Take a Drink: for top down politics
Take a Drink: for scatalogical and/or sex jokes
Take a Drink: for corner smash-ups
Take a Drink: every time Omar whistles or you hear “Omar comin’!”
Take a Drink: whenever a police officer of any rank gets their ass chewed out
Do a Shot: for parliamentary procedure
Do a Shot: for conflict between brothers
Pour One Out: for Hamsterdam
By: Henry J. Fromage (A Toast) –
Season 3 of The Wire is all about Politics. Street Politics, Police Politics, Sex Politics, Criminal Politics, and the dirtiest of all, Politics Politics.

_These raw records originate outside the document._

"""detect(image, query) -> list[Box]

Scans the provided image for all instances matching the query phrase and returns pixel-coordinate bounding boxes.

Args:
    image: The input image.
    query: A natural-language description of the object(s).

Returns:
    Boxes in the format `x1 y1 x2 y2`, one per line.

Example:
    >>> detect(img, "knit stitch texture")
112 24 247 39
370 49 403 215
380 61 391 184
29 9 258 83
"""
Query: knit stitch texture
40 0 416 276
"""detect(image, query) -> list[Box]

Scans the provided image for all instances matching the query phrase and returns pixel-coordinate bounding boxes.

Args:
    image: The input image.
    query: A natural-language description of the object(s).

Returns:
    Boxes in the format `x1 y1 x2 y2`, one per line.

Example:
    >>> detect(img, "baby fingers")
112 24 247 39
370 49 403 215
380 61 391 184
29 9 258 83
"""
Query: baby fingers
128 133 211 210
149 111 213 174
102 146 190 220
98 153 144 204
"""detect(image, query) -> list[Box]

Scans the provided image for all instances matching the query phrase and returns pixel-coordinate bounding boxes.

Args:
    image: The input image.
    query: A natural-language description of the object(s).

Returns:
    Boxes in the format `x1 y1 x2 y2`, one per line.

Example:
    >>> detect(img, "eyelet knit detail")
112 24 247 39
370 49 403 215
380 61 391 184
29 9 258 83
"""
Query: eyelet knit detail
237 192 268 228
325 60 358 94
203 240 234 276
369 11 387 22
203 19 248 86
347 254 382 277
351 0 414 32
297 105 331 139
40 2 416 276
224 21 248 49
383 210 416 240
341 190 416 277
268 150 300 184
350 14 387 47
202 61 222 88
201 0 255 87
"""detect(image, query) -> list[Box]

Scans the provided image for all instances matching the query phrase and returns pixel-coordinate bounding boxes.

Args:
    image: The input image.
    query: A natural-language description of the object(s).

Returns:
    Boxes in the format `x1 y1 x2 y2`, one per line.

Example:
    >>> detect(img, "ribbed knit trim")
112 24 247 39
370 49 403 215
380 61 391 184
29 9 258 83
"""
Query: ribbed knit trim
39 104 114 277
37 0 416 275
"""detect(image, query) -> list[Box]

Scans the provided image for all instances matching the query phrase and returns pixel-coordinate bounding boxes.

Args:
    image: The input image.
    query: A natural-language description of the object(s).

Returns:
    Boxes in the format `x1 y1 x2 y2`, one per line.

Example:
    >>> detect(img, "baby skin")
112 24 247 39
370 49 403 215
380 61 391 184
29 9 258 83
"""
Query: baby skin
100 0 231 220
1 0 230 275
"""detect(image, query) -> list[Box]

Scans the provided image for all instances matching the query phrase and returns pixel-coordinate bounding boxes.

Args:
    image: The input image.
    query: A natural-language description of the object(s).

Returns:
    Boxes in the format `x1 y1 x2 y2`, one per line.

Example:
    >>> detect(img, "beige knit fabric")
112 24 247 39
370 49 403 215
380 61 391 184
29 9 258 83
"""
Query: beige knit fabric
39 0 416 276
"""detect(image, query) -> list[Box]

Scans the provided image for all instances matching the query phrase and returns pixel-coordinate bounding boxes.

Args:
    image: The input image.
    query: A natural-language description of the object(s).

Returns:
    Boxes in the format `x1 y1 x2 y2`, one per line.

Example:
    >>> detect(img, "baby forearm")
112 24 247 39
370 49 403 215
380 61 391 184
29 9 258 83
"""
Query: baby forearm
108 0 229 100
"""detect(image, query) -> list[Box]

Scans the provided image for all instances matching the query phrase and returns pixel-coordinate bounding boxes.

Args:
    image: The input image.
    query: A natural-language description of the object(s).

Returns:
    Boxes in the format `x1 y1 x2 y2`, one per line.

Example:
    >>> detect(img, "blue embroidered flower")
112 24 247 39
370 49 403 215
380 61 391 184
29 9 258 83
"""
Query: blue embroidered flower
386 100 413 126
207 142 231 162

Kudos if you can combine more than one.
This season, the Special Investigations Unit is back together, and hot on the trail of Stringer Bell. New forces are rising on the street, however, led by the deadly calm Marlo Stanfield, and the Barskdale empire also has to deal with the return of Avon, and his potential undoing of everything Bell has built in his absence. On the police front, pressure is intense from City Hall to bring down the crime rate “by any means necessary”. One soon-to-be retired major decides to try something different…
One of the things that is so great about The Wire is how each season it layers on more perspectives on and entanglements with Baltimore’s drug (and everything else) problem. Season 3 takes us into the backrooms of city government and the upper offices of the police department, where policy is made and shoved downwards until it becomes the headaches of and impediments to everyday police officers.
The Barksdale drug operation has begun to resemble that top-down approach in many ways by this point in the series, a parallel accentuated when Stringer tries to put some money to work in more legitimate arenas and falls prey to the real barracudas- state politicians.
Sheeit! I’m a shark, motherfucker!
It’s Major Colvin’s (Robert Wisdom) Hamsterdam, though, that has provoked the most reaction from this season. The embattled policeman decides that since he’s retiring anyway, he’s going to finally clear some of his worst corners by brown-bagging drugs. He creates a “free zone” where police will ignore the drug trade as long as there’s no violence… so he effectively legalizes drugs. This grand social experiment produces results good, bad, and ugly (never more so than when we get to see how indistinguishable from Hell Junkie Valhalla would really be). While its real-world efficacy is a definite matter of debate, that debate is a fascinating- and currently resonant- one.
Once more, however, the ultimate triumph of The Wire rests on character, character, and more character. We see some arcs end (several in the climax of the season, which is positively Shakespearean) while others begin- the chilling Marlo (Jamie Hector), Chad Coleman’s ex-con banger Cutty Wise, who is trying to make a life for himself on the outside, Bubble’s new shadow, whatever freak force of nature that Snoop (Felicia Pearson) is, and many more. Oh, and Aidan Gillen is a face HBO viewers will be familiar with, portraying a city councilman playing that political Game, in the hunt for that mayoral throne…
Petyr Baelishes never die…
Here I go again, forgetting some of the most memorable events of the season. For example, this happened:
Words cannot express the awesome…
For every provocative social parable, perfectly constructed quote, or deeply affecting character moment The Wire delivers, it also gives us a nugget of sheer badassery. And that is why it is still unmatched in the annals of Television History.